Even while it wasn’t immediately obvious when the LA attack started
officials have just stated that it was discovered, and a district spokesman has declined to provide any other information. Saturday night’s revelation reached the top echelons of the federal government’s cybersecurity organisations.
This pattern of aid, according to a senior administration official, was consistent with the Biden administration’s efforts to offer the most support possible to crucial industries affected by similar intrusions.
The United States cautions businesses to remain vigilant for potential Russian cyber attacks.
The individual, who spoke on the condition of anonymity to discuss the government response, said that the school district did not pay a ransom, but he or she would not elaborate on what might have been taken or hurt, or what systems might have been compromised.
An increasing national security worry is shown in the White House’s response to the LA incursion: According to a Pew Research Center survey released last month, 71% of Americans believe foreign cyberattacks pose a serious threat to the U.S.
Although LA Superintendent Alberto Carvalho refused to disclose which countries may be involved, authorities believe that the LA attack had an international origin and have pinpointed three possible countries where it may have originated. Russian-speaking cybercriminals who work independently of the Kremlin make up the majority of ransomware offenders.
According to Brett Callow, a ransomware expert at the cybersecurity company Emsisoft, 26 U.S. school districts, including Los Angeles, and 24 colleges and universities have been affected by so-called ransomware thus far this year.
Many cyber criminals instead utilise the same technology to steal critical information and seek extortion payments as victims increasingly refuse to pay to have their data decrypted. The data is posted online if the victim refuses to pay.

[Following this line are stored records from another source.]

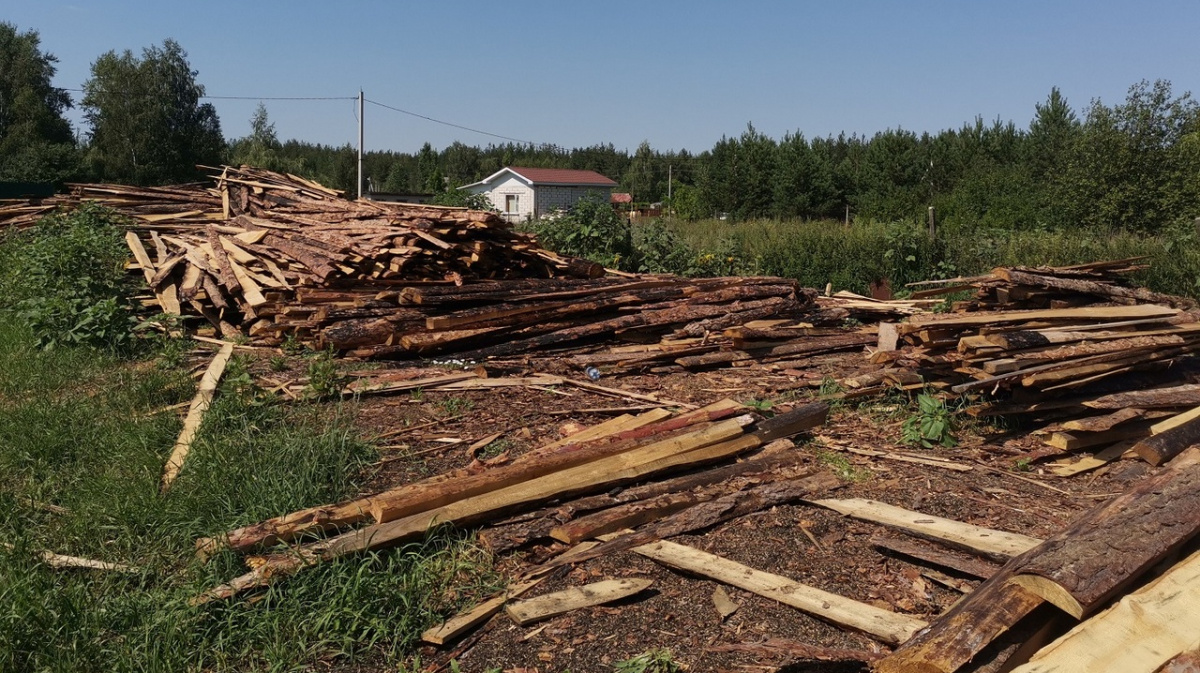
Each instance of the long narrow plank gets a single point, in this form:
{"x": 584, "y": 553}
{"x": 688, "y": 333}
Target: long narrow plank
{"x": 888, "y": 626}
{"x": 460, "y": 624}
{"x": 196, "y": 414}
{"x": 576, "y": 598}
{"x": 287, "y": 527}
{"x": 1139, "y": 634}
{"x": 996, "y": 545}
{"x": 1114, "y": 545}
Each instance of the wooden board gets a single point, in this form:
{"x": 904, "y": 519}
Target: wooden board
{"x": 1139, "y": 634}
{"x": 993, "y": 544}
{"x": 576, "y": 598}
{"x": 196, "y": 414}
{"x": 888, "y": 626}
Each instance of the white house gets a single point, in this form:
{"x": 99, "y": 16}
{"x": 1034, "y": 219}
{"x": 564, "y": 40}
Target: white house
{"x": 523, "y": 193}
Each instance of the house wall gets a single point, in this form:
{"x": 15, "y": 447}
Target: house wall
{"x": 499, "y": 191}
{"x": 552, "y": 197}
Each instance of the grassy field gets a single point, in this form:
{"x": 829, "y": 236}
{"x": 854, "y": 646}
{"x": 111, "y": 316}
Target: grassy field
{"x": 851, "y": 257}
{"x": 82, "y": 446}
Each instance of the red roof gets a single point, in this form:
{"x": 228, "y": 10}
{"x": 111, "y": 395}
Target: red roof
{"x": 563, "y": 176}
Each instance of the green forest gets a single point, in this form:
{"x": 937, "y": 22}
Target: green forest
{"x": 1132, "y": 164}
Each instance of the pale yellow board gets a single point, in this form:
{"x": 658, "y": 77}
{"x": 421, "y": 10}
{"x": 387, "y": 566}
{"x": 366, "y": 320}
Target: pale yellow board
{"x": 1139, "y": 634}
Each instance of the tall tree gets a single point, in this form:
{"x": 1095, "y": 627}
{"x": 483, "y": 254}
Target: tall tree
{"x": 36, "y": 143}
{"x": 148, "y": 124}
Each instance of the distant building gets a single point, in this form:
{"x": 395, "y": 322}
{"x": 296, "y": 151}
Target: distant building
{"x": 525, "y": 193}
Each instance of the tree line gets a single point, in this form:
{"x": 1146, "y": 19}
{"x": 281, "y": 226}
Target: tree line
{"x": 1133, "y": 164}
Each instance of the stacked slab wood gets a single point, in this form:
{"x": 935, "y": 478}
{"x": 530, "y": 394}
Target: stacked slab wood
{"x": 497, "y": 319}
{"x": 767, "y": 337}
{"x": 1104, "y": 366}
{"x": 1140, "y": 538}
{"x": 625, "y": 450}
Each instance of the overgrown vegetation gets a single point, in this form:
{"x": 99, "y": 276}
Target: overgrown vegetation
{"x": 653, "y": 661}
{"x": 933, "y": 425}
{"x": 66, "y": 280}
{"x": 87, "y": 420}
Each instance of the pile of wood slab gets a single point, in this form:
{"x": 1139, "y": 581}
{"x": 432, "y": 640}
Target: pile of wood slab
{"x": 1104, "y": 368}
{"x": 580, "y": 473}
{"x": 1115, "y": 590}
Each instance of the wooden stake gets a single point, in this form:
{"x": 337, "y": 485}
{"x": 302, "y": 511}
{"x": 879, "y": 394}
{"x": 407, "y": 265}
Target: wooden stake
{"x": 196, "y": 414}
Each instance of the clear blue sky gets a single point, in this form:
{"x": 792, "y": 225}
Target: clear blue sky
{"x": 676, "y": 73}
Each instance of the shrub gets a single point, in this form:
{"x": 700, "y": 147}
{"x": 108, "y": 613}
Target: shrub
{"x": 65, "y": 278}
{"x": 591, "y": 229}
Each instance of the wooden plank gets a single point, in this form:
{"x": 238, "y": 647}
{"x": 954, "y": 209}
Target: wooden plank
{"x": 1138, "y": 635}
{"x": 196, "y": 414}
{"x": 1111, "y": 546}
{"x": 888, "y": 626}
{"x": 993, "y": 544}
{"x": 925, "y": 552}
{"x": 576, "y": 598}
{"x": 460, "y": 624}
{"x": 323, "y": 517}
{"x": 1099, "y": 460}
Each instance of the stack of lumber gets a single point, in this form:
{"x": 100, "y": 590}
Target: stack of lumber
{"x": 507, "y": 318}
{"x": 1107, "y": 376}
{"x": 581, "y": 467}
{"x": 1115, "y": 590}
{"x": 1053, "y": 287}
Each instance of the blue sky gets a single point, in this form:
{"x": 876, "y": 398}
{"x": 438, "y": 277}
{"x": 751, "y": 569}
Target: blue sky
{"x": 678, "y": 74}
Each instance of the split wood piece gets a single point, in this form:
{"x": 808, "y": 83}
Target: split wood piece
{"x": 460, "y": 624}
{"x": 1077, "y": 440}
{"x": 1186, "y": 662}
{"x": 708, "y": 445}
{"x": 1171, "y": 440}
{"x": 903, "y": 457}
{"x": 995, "y": 545}
{"x": 796, "y": 650}
{"x": 888, "y": 626}
{"x": 1138, "y": 635}
{"x": 624, "y": 467}
{"x": 63, "y": 560}
{"x": 959, "y": 635}
{"x": 510, "y": 536}
{"x": 423, "y": 497}
{"x": 1095, "y": 313}
{"x": 636, "y": 506}
{"x": 196, "y": 414}
{"x": 1111, "y": 546}
{"x": 1155, "y": 398}
{"x": 576, "y": 598}
{"x": 1099, "y": 460}
{"x": 1105, "y": 422}
{"x": 167, "y": 299}
{"x": 364, "y": 386}
{"x": 325, "y": 517}
{"x": 709, "y": 514}
{"x": 625, "y": 394}
{"x": 1091, "y": 287}
{"x": 975, "y": 568}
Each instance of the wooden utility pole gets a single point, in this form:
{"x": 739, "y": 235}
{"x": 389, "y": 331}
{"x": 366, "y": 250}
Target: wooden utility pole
{"x": 360, "y": 143}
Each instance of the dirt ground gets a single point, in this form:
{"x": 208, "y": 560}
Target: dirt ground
{"x": 803, "y": 542}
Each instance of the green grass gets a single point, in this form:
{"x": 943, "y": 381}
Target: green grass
{"x": 77, "y": 431}
{"x": 821, "y": 252}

Data was stolen from at least 31 of the schools affected this year, according to Callow, who also pointed out that eight school districts had been affected since August 1. The increase in students attending school when summer holidays come to a close is almost definitely not a coincidence, he said.
Tireless—and expensive, even without any financial requirements. While Baltimore City’s response to a 2019 attack on its computer servers cost upwards of $18 million, the largest school district in Albuquerque was subject to a ransomware extortion attack that prompted schools to close for two days in January.

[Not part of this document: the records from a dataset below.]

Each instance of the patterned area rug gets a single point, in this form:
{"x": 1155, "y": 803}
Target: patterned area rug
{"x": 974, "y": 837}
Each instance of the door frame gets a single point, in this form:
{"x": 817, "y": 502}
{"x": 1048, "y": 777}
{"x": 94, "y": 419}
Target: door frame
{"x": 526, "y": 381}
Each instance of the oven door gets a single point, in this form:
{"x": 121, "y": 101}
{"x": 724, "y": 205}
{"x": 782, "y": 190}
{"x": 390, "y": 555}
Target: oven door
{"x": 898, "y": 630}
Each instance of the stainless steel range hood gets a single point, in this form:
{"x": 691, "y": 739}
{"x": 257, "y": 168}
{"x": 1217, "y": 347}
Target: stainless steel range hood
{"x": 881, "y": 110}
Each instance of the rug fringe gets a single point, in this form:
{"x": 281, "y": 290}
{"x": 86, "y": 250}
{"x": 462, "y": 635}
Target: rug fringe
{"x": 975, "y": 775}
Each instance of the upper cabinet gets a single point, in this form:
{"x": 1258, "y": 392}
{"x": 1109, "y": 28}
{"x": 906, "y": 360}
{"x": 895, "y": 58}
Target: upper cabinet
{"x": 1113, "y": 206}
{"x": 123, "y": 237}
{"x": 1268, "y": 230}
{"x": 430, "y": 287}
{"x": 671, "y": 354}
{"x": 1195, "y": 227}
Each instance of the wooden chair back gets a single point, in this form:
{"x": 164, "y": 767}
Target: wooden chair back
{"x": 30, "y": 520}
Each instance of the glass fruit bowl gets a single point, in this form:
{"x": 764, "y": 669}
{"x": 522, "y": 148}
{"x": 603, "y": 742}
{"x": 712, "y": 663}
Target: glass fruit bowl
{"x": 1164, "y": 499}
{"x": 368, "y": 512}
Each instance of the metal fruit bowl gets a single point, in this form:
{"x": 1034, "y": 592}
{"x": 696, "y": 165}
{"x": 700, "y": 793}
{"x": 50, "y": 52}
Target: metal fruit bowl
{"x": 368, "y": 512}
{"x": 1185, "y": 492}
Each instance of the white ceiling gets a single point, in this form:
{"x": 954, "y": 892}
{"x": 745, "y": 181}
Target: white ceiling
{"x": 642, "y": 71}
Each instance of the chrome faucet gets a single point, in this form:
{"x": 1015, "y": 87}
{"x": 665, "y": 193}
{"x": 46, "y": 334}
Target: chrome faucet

Separately on Tuesday, federal authorities expressed concern about prospective ransomware attacks by the Vice Society criminal organisation, which is said to have disproportionately targeted the educational sector.
Vice Society did not respond to a call for comment on Tuesday, and authorities have not stated if they think the group was involved in the incident in Los Angeles.

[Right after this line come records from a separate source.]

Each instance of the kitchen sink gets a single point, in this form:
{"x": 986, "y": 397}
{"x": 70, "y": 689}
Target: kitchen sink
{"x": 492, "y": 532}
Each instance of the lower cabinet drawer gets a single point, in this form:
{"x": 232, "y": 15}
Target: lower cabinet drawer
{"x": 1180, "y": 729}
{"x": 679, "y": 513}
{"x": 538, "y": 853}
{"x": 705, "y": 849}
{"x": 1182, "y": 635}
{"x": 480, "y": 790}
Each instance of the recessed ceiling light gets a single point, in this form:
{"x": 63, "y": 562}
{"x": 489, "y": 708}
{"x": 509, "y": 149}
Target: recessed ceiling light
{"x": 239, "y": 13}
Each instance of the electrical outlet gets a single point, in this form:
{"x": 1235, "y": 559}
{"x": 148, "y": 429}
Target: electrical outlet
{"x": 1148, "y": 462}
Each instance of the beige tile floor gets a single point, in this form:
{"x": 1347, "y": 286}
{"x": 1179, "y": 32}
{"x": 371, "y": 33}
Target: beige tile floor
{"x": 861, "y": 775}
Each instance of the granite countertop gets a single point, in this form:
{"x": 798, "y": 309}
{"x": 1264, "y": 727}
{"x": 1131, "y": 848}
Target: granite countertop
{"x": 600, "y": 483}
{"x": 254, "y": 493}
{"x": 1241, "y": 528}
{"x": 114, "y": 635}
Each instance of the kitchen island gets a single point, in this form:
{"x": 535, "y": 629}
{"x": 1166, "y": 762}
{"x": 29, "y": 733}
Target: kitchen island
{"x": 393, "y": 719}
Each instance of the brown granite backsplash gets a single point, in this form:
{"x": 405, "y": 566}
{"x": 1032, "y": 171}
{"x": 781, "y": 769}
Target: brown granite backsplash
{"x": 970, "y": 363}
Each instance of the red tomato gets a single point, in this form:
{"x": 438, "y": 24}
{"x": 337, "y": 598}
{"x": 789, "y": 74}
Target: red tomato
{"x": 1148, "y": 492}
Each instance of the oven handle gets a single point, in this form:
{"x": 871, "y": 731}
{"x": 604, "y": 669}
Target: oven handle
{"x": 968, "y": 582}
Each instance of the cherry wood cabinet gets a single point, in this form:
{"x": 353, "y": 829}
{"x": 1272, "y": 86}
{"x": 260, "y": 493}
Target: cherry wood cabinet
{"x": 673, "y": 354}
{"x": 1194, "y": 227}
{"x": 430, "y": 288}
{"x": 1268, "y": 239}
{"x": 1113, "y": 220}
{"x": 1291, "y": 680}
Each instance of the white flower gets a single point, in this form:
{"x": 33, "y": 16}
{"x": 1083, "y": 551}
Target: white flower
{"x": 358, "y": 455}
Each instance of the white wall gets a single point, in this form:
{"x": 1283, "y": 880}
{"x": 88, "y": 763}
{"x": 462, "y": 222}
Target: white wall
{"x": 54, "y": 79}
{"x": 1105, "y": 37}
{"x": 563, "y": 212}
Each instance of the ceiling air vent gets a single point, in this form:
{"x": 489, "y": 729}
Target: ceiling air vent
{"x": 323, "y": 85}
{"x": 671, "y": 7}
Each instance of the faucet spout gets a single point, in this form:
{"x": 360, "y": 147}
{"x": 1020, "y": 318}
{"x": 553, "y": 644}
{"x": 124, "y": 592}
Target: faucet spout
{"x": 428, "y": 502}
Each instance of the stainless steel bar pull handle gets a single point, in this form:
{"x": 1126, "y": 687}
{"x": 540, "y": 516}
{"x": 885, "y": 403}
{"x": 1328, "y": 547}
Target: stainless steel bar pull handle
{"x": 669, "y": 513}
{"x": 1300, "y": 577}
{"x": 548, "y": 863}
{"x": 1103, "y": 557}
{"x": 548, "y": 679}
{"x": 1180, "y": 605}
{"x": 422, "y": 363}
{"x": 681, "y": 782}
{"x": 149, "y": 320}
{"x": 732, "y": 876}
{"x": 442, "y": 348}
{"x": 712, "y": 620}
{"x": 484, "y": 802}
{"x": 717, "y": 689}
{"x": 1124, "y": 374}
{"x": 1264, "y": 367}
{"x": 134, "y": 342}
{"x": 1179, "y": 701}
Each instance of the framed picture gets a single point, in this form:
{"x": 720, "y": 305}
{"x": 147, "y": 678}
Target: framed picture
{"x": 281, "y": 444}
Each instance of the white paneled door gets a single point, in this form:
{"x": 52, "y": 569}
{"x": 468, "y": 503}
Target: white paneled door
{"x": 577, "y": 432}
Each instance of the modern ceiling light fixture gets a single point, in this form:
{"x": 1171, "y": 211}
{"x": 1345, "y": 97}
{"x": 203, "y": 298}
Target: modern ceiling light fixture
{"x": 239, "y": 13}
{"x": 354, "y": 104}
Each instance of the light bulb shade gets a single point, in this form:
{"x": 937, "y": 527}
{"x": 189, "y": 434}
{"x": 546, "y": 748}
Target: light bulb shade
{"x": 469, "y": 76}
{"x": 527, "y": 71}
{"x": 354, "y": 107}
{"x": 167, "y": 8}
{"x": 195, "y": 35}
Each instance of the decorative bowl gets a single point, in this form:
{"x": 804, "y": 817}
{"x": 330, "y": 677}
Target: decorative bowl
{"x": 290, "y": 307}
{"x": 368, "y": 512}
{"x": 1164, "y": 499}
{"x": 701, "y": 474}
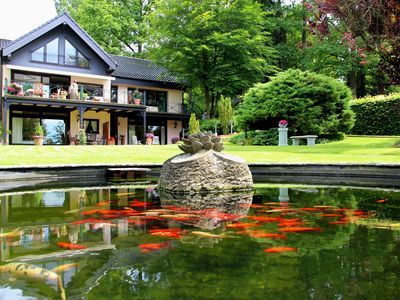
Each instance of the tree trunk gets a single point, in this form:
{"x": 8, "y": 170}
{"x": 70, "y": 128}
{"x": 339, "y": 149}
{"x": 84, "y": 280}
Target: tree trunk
{"x": 207, "y": 101}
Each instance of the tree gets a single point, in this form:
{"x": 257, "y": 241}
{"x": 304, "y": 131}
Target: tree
{"x": 312, "y": 104}
{"x": 225, "y": 113}
{"x": 194, "y": 125}
{"x": 118, "y": 25}
{"x": 375, "y": 24}
{"x": 217, "y": 45}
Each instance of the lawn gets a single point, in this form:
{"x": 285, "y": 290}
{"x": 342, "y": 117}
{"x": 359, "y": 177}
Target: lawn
{"x": 359, "y": 150}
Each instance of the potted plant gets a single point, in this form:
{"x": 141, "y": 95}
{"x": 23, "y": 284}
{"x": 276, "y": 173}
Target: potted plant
{"x": 137, "y": 97}
{"x": 81, "y": 137}
{"x": 283, "y": 123}
{"x": 38, "y": 136}
{"x": 149, "y": 138}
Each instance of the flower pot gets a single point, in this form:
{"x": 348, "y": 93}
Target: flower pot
{"x": 38, "y": 140}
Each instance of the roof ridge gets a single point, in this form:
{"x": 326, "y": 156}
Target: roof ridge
{"x": 137, "y": 58}
{"x": 35, "y": 29}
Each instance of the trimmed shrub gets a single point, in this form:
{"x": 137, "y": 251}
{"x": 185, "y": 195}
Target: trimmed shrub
{"x": 258, "y": 137}
{"x": 209, "y": 125}
{"x": 379, "y": 115}
{"x": 311, "y": 103}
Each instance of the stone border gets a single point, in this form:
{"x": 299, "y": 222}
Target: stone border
{"x": 376, "y": 175}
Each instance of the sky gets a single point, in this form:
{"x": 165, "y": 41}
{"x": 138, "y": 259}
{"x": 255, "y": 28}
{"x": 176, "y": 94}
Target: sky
{"x": 18, "y": 17}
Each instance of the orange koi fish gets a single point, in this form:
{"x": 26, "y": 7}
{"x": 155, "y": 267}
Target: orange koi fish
{"x": 310, "y": 209}
{"x": 264, "y": 219}
{"x": 291, "y": 224}
{"x": 242, "y": 225}
{"x": 268, "y": 235}
{"x": 299, "y": 229}
{"x": 152, "y": 247}
{"x": 331, "y": 215}
{"x": 279, "y": 249}
{"x": 71, "y": 246}
{"x": 341, "y": 222}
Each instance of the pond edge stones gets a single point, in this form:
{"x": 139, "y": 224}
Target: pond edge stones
{"x": 204, "y": 171}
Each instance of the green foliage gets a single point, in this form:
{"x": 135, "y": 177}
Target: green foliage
{"x": 379, "y": 115}
{"x": 225, "y": 113}
{"x": 194, "y": 125}
{"x": 39, "y": 129}
{"x": 209, "y": 125}
{"x": 310, "y": 102}
{"x": 118, "y": 26}
{"x": 217, "y": 45}
{"x": 81, "y": 137}
{"x": 258, "y": 137}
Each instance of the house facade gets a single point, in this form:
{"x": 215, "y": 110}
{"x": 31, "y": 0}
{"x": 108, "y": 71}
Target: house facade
{"x": 59, "y": 76}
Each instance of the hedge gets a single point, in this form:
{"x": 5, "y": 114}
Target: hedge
{"x": 379, "y": 115}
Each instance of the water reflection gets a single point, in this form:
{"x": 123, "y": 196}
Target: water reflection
{"x": 99, "y": 233}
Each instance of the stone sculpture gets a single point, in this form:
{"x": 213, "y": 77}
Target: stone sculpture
{"x": 204, "y": 169}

According to security analysts, Vice Society originally surfaced in May 2021 using ransomware that was generally available in the Russian-speaking underground rather than a special edition. The Elmbrook School District in Wisconsin and the Savannah College of Art and Design are two examples of the cyber attack victims listed by Vice Society.
After high-profile attacks like the Colonial Pipeline incident from last year, which caused runs on gas stations, ransomware gangs frequently disband. Then, their members reassemble under new names.
Tuesday’s classes in Los Angeles were initially scheduled to be cancelled, but administrators eventually opted against it.
Why do people carry out cyber attacks?
Every year, more people attempt to profit from weak corporate systems, which has led to an increase in cyber crime. Attackers frequently want ransom: Cyber attacks caused damages of at least $500,000 in 53% of cases.
Additionally, cyber threats may be created for nefarious purposes. Some attackers use system and data destruction as a kind of “hacktivism.”